A alteração acontece em um momento de maior visibilidade sobre o tema. Famílias relatam dificuldades para conseguir vagas em serviços especializados. A lei estabelece que o SUS deve oferecer as ações necessárias conforme as diretrizes nacionais.

Profissionais da rede básica ganham respaldo para identificar casos e encaminhar adequadamente. A formação continuada prevista deve alcançar equipes de Estratégia Saúde da Família e centros de atenção psicossocial infantojuvenil.
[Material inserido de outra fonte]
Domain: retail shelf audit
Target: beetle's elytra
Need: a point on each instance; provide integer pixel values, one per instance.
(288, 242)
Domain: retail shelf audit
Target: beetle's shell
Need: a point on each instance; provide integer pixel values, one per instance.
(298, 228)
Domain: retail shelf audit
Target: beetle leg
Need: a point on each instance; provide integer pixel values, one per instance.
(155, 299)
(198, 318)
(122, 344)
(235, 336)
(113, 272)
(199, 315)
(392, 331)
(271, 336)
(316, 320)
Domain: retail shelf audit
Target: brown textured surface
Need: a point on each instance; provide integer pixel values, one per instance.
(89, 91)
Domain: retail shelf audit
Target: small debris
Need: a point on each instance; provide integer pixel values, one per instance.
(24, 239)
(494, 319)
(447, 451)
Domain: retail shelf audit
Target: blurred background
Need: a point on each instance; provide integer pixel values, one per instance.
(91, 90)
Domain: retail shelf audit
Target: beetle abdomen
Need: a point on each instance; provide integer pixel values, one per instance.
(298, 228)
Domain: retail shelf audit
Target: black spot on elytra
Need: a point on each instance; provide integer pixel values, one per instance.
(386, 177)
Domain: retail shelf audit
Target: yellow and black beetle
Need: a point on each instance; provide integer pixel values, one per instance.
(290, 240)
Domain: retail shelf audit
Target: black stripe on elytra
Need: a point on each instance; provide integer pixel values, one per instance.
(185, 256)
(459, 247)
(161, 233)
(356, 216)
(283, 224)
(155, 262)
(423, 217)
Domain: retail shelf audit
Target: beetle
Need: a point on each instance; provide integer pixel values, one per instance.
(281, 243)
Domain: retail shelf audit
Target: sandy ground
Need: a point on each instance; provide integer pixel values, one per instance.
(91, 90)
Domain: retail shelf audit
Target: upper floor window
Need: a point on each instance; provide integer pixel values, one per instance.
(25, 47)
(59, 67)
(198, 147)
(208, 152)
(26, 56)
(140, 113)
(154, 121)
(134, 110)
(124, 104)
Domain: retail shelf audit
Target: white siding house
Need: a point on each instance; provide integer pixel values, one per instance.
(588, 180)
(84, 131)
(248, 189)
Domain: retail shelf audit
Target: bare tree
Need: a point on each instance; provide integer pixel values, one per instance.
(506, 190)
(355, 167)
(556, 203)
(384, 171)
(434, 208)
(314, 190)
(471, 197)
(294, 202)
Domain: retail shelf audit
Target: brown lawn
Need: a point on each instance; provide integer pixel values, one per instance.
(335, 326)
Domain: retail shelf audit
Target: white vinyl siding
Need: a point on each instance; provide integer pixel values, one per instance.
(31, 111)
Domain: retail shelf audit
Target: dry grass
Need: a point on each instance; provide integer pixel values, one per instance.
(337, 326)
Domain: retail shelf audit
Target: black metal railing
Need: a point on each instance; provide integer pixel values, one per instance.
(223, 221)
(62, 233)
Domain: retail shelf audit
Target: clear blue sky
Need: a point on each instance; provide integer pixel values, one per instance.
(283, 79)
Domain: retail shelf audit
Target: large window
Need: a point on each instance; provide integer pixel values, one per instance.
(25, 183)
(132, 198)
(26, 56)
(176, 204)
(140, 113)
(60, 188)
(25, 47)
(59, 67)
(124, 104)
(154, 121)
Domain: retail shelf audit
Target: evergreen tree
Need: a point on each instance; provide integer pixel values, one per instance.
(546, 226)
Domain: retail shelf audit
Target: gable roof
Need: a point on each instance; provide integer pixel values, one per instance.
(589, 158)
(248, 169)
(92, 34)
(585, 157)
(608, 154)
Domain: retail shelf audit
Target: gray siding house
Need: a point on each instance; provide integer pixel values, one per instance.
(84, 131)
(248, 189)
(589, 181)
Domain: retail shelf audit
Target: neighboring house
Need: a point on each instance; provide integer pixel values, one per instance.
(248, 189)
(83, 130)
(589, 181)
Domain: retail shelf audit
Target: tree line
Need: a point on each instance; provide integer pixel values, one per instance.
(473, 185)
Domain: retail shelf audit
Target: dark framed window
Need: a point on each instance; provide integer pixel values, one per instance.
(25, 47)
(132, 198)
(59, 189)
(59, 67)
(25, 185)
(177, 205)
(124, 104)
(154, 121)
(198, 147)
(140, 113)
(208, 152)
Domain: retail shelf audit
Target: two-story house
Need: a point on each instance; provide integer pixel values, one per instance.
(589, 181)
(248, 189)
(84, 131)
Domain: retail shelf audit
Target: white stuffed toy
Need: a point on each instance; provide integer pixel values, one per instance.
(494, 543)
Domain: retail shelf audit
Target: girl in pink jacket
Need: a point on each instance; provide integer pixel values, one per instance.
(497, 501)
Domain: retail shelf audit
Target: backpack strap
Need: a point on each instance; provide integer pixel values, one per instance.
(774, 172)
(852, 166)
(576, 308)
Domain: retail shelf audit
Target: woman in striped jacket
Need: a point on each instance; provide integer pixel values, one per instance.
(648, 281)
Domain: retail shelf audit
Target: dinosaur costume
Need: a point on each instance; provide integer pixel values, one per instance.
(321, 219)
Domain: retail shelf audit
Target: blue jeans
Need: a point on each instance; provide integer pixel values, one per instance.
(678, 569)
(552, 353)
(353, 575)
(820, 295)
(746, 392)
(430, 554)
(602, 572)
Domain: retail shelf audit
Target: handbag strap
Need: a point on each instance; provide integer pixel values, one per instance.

Próximos passos envolvem regulamentação e capacitação

Secretarias de saúde nos estados e municípios começam a receber orientações sobre a aplicação da lei. O foco inicial deve ser na integração entre serviços de atenção básica e especializada.

A lei entra em vigor imediatamente após a publicação. No entanto, a expansão efetiva da oferta depende de recursos e planejamento local.

O texto aprovado representa um avanço normativo. Ele consolida o entendimento de que saúde mental faz parte da atenção integral à criança e ao adolescente.